[ci skip] frigate: add liveness/startup probes for GPU recovery

When the GPU becomes unavailable (overloaded, CUDA context corruption), Frigate silently falls back to CPU detection burning 4 cores with no automatic recovery. Add liveness probe checking nvidia-smi + API health every 60s (3 failures = restart), and startup probe allowing up to 5min for TensorRT model loading.

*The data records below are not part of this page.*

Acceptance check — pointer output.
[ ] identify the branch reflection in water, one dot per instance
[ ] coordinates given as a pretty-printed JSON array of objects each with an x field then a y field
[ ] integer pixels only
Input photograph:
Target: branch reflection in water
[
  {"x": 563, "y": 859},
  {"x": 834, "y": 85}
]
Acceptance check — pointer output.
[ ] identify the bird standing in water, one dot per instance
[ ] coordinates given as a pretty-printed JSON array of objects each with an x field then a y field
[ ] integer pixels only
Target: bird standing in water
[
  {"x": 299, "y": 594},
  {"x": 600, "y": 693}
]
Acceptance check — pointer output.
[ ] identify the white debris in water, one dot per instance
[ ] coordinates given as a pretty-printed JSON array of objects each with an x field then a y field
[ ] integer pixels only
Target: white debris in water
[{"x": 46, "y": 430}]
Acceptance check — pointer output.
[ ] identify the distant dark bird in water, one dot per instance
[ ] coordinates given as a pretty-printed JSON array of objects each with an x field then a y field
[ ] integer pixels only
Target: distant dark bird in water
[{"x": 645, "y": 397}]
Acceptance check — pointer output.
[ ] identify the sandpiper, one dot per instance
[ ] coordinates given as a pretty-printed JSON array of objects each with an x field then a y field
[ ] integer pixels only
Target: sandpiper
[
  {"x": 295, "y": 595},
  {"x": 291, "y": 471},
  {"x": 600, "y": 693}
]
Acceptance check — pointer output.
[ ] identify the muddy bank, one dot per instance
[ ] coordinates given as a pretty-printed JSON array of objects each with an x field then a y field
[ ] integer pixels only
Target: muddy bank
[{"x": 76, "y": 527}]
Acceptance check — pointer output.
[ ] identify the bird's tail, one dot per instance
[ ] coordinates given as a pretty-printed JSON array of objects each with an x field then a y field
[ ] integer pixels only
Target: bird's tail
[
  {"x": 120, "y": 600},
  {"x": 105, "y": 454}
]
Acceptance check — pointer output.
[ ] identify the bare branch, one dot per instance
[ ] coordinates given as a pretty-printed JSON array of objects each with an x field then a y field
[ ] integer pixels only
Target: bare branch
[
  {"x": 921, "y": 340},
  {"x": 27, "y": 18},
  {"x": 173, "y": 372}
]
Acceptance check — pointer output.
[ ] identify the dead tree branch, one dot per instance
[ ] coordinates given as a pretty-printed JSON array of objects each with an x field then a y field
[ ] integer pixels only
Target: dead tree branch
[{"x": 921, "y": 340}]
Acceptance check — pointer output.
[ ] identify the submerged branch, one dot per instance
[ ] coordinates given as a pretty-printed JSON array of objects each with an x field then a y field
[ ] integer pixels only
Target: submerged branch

2026-03-01 20:36:49 +00:00 · 2026-03-01 20:36:49 +00:00 · ab7c655776
commit ab7c655776
parent 858377e257
1 changed files with 19 additions and 0 deletions
--- a/stacks/frigate/main.tf
+++ b/stacks/frigate/main.tf
@ -109,6 +109,25 @@ resource "kubernetes_deployment" "frigate" {
            name       = "media"
            mount_path = "/media/frigate"
          }
          # Restart pod if GPU becomes unavailable or Frigate hangs
          liveness_probe {
            exec {
              command = ["sh", "-c", "nvidia-smi > /dev/null 2>&1 && curl -sf http://localhost:5000/api/version > /dev/null"]
            }
            initial_delay_seconds = 120
            period_seconds        = 60
            timeout_seconds       = 10
            failure_threshold     = 3
          }
          # TensorRT model loading can take several minutes
          startup_probe {
            http_get {
              path = "/api/version"
              port = 5000
            }
            period_seconds    = 10
            failure_threshold = 30 # up to 5 minutes for startup
          }
          security_context {
            privileged = true
          }